Kai Gao, Texas A&M University
Pressure-Dependent Seismic Velocity Model for the Fractured Rocks

Abstract

The kinematic as well as the dynamic properties of seismic wave propagation in subsurface depend on the properties of the earth medium. Specially in the fractured reservoir, the wave propagation can be strongly influenced by the orientation and concentration, and other spatial properties of the fractures. Spatial properties of the fractures in the reservoir are often stress-sensitive, and therefore quantitatively describing the the stress-dependence of these properties is critical in developing accurate characterization of fractured reservoir in the modeling, imaging and inversion problem in time-lapse seismology.
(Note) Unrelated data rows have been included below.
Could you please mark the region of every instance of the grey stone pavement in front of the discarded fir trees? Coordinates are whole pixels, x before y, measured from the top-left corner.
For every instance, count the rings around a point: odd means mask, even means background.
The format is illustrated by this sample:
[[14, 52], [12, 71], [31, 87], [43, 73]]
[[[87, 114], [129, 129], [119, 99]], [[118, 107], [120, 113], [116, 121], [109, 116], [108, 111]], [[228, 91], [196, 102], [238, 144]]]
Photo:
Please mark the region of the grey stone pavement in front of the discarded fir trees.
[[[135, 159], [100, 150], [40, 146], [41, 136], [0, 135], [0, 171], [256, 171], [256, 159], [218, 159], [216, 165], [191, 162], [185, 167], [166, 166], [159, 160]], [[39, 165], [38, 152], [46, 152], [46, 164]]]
Seismic velocities of the rock is almost the most important and most frequently used quantity to characterize the variations of subsurface rocks. We propose a set of equations describing the pressure-dependent seismic velocities of fractured rocks based on a new unified asperity-deformation model and the effective compliance theory for fractured rock when the fractured rock contains a set of horizontally distributed (VTI) thin cracks, or vertically distributed (HTI) thin cracks, or two sets of orthogonally distributed thin cracks. With these pressure-dependent seismic velocities, one can conveniently use seven unknowns to characterize the time-lapse velocity changes of fractured reservoir.